This document describes the basics of reducing the simplest of CCD data: monochrome or unfiltered images.

Review the pipeline process first.

Before following this thread, you need to have taken flats and darks. A set of flats is needed for every filter used. For every exposure duration of the flats, you need a set of darks. The flats should already been processed. Review the Processing Flats thread.

For this thread, I have the following files:
Dark-200s-1.fits
Dark-200s-2.fits
Dark-200s-3.fits
NGC7217-200s-V-1.fits
NGC7217-200s-V-2.fits
NGC7217-200s-V-3.fits
Flat-V.fits

Here's a quick overview of the process.

  1. Read in the darks frames for the exposure. The darks' exposure must be the same as the image frames.
  2. Median the darks to produce a single dark.
  3. Read in each of the image frames.
  4. Subtract the medianed dark produced in step 2 from each of the image frames.
  5. Read in the flat.
  6. Normalize each image frames by the flat.
  7. Register the images.
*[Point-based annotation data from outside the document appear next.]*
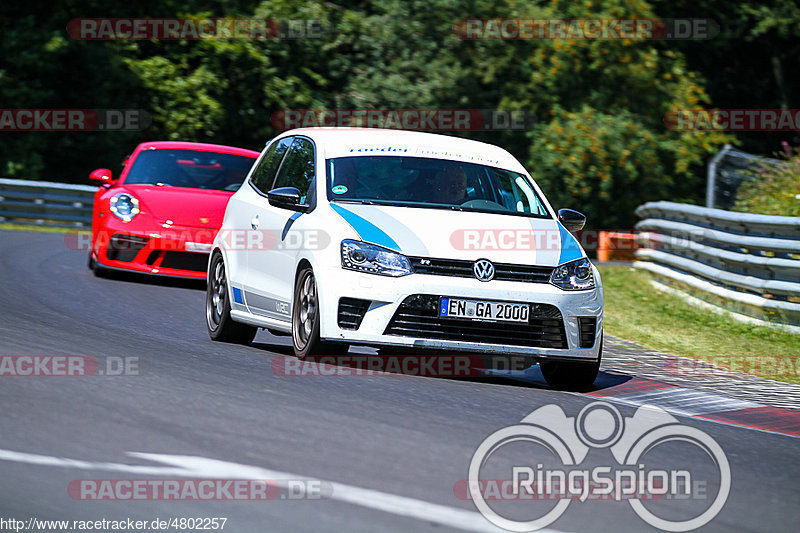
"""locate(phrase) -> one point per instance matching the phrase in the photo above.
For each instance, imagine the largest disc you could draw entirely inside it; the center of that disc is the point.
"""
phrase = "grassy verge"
(636, 311)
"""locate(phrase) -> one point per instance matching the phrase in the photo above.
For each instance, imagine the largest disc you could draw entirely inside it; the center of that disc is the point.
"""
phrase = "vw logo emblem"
(483, 269)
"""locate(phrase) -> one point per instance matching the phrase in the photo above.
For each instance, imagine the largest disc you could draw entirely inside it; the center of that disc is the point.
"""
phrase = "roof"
(346, 142)
(181, 145)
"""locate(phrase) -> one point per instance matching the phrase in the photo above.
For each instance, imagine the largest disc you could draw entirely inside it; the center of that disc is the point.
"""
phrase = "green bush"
(775, 190)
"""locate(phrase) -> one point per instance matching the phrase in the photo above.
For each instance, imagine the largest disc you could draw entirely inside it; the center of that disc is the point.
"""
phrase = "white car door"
(271, 273)
(249, 234)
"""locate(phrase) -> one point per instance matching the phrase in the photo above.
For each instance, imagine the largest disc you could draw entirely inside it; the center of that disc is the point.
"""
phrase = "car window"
(196, 169)
(297, 169)
(432, 183)
(264, 176)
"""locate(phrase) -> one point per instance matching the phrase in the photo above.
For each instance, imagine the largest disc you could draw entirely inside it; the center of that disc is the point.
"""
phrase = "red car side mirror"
(102, 175)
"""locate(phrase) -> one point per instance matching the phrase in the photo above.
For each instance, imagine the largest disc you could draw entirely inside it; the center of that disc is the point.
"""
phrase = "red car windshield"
(189, 168)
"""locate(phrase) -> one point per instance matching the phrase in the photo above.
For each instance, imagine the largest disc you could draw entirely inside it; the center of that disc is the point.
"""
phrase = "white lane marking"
(685, 401)
(202, 467)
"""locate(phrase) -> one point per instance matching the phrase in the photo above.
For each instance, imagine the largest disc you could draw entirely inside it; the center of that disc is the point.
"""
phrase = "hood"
(466, 235)
(194, 208)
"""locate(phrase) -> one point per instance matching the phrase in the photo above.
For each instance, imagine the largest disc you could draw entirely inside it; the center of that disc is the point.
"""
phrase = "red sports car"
(162, 214)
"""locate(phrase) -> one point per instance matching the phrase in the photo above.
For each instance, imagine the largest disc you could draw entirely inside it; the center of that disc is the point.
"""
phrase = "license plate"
(483, 310)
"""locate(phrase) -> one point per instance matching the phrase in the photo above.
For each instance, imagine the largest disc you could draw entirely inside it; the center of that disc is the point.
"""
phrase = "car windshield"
(190, 168)
(432, 183)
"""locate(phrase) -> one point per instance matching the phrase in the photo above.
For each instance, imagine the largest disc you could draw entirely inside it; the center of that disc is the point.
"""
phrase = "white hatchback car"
(404, 240)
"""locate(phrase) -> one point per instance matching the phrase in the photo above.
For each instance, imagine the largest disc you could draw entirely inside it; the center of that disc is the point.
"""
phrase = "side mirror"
(572, 220)
(286, 198)
(102, 175)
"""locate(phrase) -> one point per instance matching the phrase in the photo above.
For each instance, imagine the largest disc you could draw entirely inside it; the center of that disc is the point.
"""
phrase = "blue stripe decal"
(570, 249)
(237, 296)
(288, 225)
(368, 231)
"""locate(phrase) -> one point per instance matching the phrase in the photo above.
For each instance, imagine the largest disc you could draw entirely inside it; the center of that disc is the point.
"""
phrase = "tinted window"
(433, 183)
(297, 169)
(189, 168)
(264, 175)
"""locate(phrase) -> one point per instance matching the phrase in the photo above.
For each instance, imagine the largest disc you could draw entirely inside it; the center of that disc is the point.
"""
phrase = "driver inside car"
(450, 186)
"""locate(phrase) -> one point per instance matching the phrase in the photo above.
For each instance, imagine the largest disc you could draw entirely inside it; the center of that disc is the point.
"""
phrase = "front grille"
(587, 325)
(196, 262)
(462, 268)
(418, 316)
(124, 247)
(351, 312)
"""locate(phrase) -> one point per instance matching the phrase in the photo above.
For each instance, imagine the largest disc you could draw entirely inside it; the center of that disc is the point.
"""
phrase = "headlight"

I.e., find the transformation required to align the objects in the frames.
  8. Remove the sky component approximately.
  9. Scale the images for variations in sky transparency.
  10. Median the balanced images.
  11. Write the medianed image to file.

The tricky steps are 7, 8, and 9. See Step 7, Step 8, and Step 9 for more details.

The processing can be done in a number of ways. You can use IRAF, ftools, or many popular commercial and free packages.

I suggest using Matlab. It is perhaps not the easiest, but it is the least 'black-boxed'.

Download the Matlab script, ProcessMonochrome.m.

ProcessMonochrome.m should be treated as a guide. At the least, you need to edit the first few lines of the file.

Running the script in Matlab will produce the following file:
NGC7217_V.fits


Step 7 in detail: Registering the images

The telescope cannot track the objects exactly. There will be drift due to atmospheric refraction. Hence the positions of objects will not be the same in each image. There will be a drift.

Determining the location of the same object in different frames and hence the transformation required to align the frames is called registration.

The transformation is made easier since there is no rotation of the frame from one exposure to the next. A simple shift in x and y is required.

The shift is found by finding the location of the same star in each frame. You need to find a star visible in all the frames and provide a range in x and y that encloses the star on all frames.

Open a frame (NGC7217-200s-V-1.fits for example) with ds9 (Fig. 1)

Figure 1 (click to examine in detail)
A ds9 window showing the star selected for registering the images. The bright star the the left is saturated, and hence not a good candidate. The coordinates of the lower-left corner are (130,295) and the upper-right are (160,325).

Edit the script ProcessMonochrome.m, using the coordinates of the box surrounding the star to set the variables StarFramex and StarFramey as follows:
% The position from which to extract an image
% Remember that x is the second index!
StarFramex=[130:160];
StarFramey=[295:325];

The script itself extracts a subframe from each frame for the region selected. It then fits a 2-D Gaussian to the star in each subframe, which gives a best-fit position of the centroid.

There are other ways to find the centroid from the subframe, like using the counts as a probability, and finding the most probable x and y.

Step 8 in detail: Removing the sky component

The contribution of the sky is subtracted by fitting a 1st order 2-D polynomial to regions of the frame without any stars or other features.

The source-free regions are estimated by creating a mask that iteratively removes regions of the frame that are more than 2 sigma from the mean. It stops when there are no unmasked regions that are more than 2 sigma from the mean.

Caveat: For a broad diffuse object, creation of the mask mail not mask out the object entirely.

Step 9 in detail: Scaling the images due to variation in sky transparency

If high thin cloud passes over your object while taking an exposure, then it will diminish the signal from your object.

Compensation is done by finding the mean for all pixels in the sky-subtracted frame that are > 10 sigma above the sky. Each frame is normalized to have the same mean as the first frame.